1 in 8 people that chose to sped their remaining days at home didn’t receive a medical visit before they died.
(Mirror Daily, United States) – According to the latest research, not all dying patients receive the best medical care available for them. It seems that only 1 in 8 Medicare patients that were cared for either in a nursing home or at home did not receive the visit of a social worker, nurse or doctor. The numbers are even higher if the dying person was African-American and taking his or hers last breaths on a Sunday.
Joan Teno, the lead researcher of the study and a medicine professor at the Washington University in Seattle stated that starting with this January 1st, an additional payment was added to Medicare. The payment covers the intensity of the service, meaning that a patient will be visited by a social worker or a nurse up to 4 hours a day. The focus is especially set on the last two days of the life of a patient when they could experience an increase of symptoms or an increase in pain levels.
Dr. Teno and her team analyzed an average of 3, 4000 hospices. The conclusions of the research were that approximately 8 percent of the dying patients were not visited by any authorized medical personnel in their last two days of life.

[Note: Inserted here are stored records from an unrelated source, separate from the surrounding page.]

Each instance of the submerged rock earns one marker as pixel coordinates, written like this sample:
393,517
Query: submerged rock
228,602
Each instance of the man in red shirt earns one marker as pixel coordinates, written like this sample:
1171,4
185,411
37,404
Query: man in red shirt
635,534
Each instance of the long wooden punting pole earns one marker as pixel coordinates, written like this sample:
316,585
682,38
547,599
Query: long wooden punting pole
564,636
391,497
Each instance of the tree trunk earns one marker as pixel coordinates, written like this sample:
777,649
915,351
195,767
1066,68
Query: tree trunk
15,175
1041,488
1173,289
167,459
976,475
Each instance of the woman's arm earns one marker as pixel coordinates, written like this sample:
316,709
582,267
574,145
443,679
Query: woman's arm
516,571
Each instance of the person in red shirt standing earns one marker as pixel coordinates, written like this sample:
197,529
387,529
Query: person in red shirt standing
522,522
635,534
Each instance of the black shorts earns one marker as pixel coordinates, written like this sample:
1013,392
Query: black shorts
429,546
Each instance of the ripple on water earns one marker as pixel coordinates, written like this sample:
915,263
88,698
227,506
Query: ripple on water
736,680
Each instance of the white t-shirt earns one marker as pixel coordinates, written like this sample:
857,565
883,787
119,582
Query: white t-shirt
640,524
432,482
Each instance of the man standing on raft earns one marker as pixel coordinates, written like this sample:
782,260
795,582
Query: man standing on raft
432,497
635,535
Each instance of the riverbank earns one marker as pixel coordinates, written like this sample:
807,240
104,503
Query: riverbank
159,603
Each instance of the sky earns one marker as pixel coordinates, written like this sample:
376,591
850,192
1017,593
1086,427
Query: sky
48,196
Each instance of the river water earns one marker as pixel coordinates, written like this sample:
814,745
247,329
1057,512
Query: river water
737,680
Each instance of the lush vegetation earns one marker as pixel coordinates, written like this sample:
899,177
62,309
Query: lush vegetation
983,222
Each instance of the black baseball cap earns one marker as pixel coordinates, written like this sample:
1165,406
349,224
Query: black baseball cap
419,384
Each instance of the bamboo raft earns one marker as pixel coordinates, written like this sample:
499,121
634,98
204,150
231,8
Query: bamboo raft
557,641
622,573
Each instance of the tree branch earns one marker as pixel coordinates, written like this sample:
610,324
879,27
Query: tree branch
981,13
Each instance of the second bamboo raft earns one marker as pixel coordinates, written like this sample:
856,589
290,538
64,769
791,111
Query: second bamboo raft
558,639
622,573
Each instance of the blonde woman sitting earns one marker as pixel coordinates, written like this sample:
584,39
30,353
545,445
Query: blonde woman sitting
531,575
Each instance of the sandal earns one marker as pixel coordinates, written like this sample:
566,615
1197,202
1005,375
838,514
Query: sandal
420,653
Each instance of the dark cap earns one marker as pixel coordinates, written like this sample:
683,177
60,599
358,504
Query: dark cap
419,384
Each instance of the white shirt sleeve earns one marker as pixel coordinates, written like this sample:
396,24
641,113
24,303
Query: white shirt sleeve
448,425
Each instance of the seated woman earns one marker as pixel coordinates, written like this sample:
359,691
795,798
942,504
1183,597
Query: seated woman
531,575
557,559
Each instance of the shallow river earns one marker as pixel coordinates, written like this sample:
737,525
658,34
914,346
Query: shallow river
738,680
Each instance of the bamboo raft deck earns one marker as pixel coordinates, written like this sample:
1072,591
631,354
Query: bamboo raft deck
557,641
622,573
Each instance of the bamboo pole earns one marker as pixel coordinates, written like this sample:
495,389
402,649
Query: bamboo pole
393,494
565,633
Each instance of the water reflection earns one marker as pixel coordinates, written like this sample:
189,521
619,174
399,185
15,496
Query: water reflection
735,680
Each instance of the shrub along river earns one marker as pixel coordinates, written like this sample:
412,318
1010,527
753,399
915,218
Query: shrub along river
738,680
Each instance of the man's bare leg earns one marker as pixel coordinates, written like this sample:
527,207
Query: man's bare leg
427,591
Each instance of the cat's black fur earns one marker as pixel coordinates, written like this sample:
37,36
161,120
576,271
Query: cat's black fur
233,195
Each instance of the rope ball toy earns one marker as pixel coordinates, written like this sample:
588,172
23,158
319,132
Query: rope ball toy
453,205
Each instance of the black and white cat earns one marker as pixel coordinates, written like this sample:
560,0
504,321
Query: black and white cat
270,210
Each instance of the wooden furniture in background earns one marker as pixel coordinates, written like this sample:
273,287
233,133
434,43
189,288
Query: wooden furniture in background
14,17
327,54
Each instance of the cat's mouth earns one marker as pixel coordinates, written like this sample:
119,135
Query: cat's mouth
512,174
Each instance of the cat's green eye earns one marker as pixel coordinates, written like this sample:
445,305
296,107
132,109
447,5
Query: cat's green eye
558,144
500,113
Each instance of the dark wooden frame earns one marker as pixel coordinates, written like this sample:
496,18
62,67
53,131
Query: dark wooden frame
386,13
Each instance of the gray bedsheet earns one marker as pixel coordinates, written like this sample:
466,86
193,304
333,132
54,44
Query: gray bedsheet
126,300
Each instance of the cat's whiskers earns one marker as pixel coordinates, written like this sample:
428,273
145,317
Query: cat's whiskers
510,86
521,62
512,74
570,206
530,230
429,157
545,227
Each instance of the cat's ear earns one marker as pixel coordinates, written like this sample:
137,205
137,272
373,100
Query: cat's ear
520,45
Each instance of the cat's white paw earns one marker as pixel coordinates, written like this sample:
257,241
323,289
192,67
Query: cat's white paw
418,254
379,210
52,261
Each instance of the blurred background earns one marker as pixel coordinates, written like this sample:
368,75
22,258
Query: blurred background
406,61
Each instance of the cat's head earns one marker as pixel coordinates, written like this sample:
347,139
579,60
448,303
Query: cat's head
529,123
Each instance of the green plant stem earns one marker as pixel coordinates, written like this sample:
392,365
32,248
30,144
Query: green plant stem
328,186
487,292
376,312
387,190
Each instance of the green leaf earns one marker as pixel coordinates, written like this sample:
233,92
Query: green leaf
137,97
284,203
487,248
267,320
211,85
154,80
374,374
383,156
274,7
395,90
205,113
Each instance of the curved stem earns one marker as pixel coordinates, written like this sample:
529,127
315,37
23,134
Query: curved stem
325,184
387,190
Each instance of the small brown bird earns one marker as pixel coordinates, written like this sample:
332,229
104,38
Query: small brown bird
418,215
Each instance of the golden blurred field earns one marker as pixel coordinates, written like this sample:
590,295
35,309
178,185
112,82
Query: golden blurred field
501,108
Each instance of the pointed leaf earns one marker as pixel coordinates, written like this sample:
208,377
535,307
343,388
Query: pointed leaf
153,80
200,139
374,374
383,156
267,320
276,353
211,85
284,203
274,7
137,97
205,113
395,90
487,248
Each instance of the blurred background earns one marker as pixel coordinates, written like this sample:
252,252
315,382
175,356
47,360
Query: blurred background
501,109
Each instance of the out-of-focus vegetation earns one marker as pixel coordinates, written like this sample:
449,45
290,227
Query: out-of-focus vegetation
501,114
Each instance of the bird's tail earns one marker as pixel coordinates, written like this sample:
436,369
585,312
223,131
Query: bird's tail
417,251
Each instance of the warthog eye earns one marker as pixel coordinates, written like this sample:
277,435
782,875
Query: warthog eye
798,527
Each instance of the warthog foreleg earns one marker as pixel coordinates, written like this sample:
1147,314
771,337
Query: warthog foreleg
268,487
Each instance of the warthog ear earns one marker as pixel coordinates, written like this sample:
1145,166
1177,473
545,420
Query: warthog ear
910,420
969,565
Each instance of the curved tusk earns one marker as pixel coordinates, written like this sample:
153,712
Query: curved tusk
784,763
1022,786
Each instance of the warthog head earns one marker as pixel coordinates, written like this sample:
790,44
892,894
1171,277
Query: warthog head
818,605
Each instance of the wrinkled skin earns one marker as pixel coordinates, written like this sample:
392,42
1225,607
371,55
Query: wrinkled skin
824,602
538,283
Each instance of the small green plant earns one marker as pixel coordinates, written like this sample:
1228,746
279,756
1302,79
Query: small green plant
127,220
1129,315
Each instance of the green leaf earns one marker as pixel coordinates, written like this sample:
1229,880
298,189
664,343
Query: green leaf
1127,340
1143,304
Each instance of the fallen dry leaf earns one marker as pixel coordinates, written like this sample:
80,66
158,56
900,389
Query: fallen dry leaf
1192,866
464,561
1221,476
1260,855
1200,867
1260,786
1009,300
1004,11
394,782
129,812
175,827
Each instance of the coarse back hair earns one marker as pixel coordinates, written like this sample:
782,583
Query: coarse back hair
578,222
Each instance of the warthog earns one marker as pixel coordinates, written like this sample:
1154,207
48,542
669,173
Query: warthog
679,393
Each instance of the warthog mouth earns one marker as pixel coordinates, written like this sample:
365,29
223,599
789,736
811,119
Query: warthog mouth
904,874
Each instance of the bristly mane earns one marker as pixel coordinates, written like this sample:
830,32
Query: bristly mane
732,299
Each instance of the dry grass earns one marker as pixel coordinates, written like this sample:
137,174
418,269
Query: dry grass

According to the researchers, the families that choose to take care of their dying family members at home need to be better educated as they represent the primary caregiver of the patient.
Medicare only paid a single amount of money for every patient without taking into account the amount of time the professional caregiver spent with the patient or the frequency of the caregiver’s visits. But that was before the latest changes that took place on January 1st.
Dr. Teno’s study was funded by the Centers for Medicaid and Medicare Services in the United States. And apart from discovering the occasional weekend overviews of professional caregivers, the study was also used to convince the agency to modify its policy on care payment starting with 2016.
The new system of payment has a better-organized structure that allows the dying patients to benefit from more frequent visits from professional caregivers like social workers, nurses, and doctors.
Dr. Teno also underlined the fact that not all dying patients receive the best medical care since they prefer to stay at home with their families. Even though a professional visits each day in the last week of the patient’s life, Dr. Teno insists that the family should be better educated when it comes to end of the life care.